Please do not respond unless you have actual facts, please no I think
answers.
OpenAI accepts evals
Evals is a framework for evaluating OpenAI models and an open-source registry of benchmarks.
First question
This is not a specific question because of a lack of details, here are some questions that aim to clarify the information being sought for the first question about evals:
- Which models will evals be used for? (e.g. GPT-4, GPT-5, future model(s))
- Will evals be used to enhance existing models? (e.g. GPT-3, GPT-3.5)
- Are evals only used for training new models?
- When will the use of evals impact the public models? For example, if evals are accepted and used for training GPT-5, the results would be available when GPT-5 is released. If evals are accepted and used for training GPT-4, which is already released, when would the results be available?
This should give a clearer picture of the information being sought for the first question about evals.
Second question
As a programmer evals are obviously reminiscent of test cases and yet the are named evals
which begs the question, instead of just listing a subset of results, could the eval instead be setup to call an expression in a programming language that can generate the full set of results and sample as many of the results as needed?

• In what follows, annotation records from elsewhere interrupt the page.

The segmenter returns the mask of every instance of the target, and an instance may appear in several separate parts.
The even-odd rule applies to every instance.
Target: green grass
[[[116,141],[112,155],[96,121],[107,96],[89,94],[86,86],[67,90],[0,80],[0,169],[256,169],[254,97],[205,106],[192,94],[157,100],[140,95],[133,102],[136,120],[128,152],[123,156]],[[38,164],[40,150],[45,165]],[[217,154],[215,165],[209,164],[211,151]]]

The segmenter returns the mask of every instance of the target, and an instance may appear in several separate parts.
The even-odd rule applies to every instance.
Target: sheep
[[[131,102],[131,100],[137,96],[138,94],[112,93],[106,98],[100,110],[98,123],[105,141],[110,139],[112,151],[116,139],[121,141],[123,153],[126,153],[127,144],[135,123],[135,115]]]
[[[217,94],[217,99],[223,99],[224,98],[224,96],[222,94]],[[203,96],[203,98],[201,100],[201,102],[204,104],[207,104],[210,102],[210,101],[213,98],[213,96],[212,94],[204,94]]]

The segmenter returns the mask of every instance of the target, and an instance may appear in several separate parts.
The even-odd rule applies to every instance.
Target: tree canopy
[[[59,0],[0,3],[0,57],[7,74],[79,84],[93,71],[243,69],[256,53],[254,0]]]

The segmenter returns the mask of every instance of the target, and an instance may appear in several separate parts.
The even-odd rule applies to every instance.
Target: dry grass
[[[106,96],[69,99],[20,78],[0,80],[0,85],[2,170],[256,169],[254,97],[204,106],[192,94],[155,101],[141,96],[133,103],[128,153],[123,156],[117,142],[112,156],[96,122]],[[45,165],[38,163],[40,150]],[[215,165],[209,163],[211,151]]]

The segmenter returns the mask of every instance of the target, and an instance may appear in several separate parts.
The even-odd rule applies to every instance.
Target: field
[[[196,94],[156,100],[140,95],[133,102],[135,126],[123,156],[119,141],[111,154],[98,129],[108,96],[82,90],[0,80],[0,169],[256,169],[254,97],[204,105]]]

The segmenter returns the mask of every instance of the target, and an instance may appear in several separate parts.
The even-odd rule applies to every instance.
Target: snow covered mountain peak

For example if an eval is created to test the case of a symbol such as a letter, then a
would result in lower
and A
would result in upper
. Now if one thinks beyond ASCII such as Unicode then the set of upper an lower cases grows immensely. So instead of listing all of the evals, it would make more sense to use Unicode categories, e.g. Ll and Lu.
I know this really does not fit the Discourse category General API discussion
, it does not really fit any Discourse category, so this one was chosen.